How competition policy acts as a barrier to climate action

This ICC white paper explores how to bridge the gap between businesses, and competition authorities, who hold conflicting perspectives on the value of business collaboration to achieve their own and/or global sustainability goals. It provides real-world business cases and proposes dos and don’ts for businesses looking to cooperate with competitors to contribute to the fight against climate change.

Competition policy vs sustainability goals? 

Combatting climate change will require contributions on many fronts, and businesses and competition authorities alike play a crucial role in this context. 

Businesses can, need and want to work together to help fight climate change. However, current competition policies are chilling this, arguing that any collaboration between competing businesses must be carefully considered to avoid breaching competition law and encouraging greenwashing. 

Competition authorities and law makers, on the other hand, can and must do more to reduce this chilling effect. Reconciling both parties can be challenging, but can largely be done within current legal frameworks for competition law. 

How can competition policy support climate action? 

Businesses see a lack of sufficient clarity and comfort around antitrust rules as stifling their sustainability efforts. It is therefore crucial that competition antitrust agencies provide guidance on   

  • Safe harbours and what level of reduction in competition (if any) agencies are willing to accept in favour of a greener economy. 
  • Case law to allow businesses to draw the lines between what is permitted and what is considered unlawful. 

Similarly, competition antitrust agencies are called on to 

  • Converge incentives to drive businesses in one clear direction, avoiding conflicting goals. 
  • Foster an agreed approach among competition authorities globally, e.g. through the International Competition Network, to minimise delays and costs for companies resulting from burdensome engagement with multiple competition regimes involved in the implementation of sustainability initiatives.  
  • Shift the burden of proof and recognise sustainability initiatives, such as the UN Race to Zero campaign, which show that sustainability benefits from collective initiatives outweigh any effects on competition. 
  • Reconsider pre-authorisation processes for agreements prone to triggering anti-competitive effects to prevent genuine sustainability efforts from undergoing pre-authorisation processes, which cause delays and costs, and deter collective action.  

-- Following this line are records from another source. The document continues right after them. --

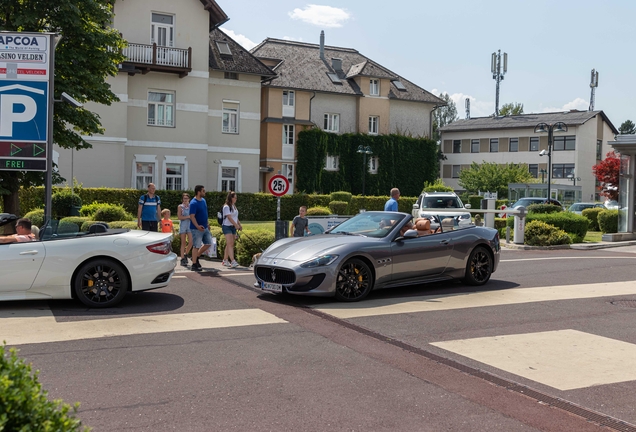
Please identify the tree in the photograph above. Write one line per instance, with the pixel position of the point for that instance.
(444, 115)
(493, 177)
(628, 127)
(511, 109)
(607, 172)
(89, 51)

How is ICC contributing to the fight against climate change from an antitrust perspective? 

Leveraging its diverse and experienced global network, ICC provides real-world business cases of companies looking to cooperate with competitors to contribute to the fight against climate change or to consider sustainability-driven actions but not pursuing them given for fear of competition. The featured cases legitimately aim to produce sustainable results but have the potential to result in reduced competition – at least in the short term. 

Further, with a list of dos and don’ts for companies, ICC sets out examples of arrangements or provisions that 

  • tend to make an agreement between businesses less likely to be caught by competition law,  
  • benefit from some sort of exemption or safe harbour if prima facia caught,  
  • are more likely to be caught or less likely to be exempt. 

Lastly, building on previous work on competition policy and environmental sustainability, ICC calls on key antitrust regulators to issue ambitious sustainability guidelines and to (re-)introduce specific proceedings for the review of sustainability arrangements.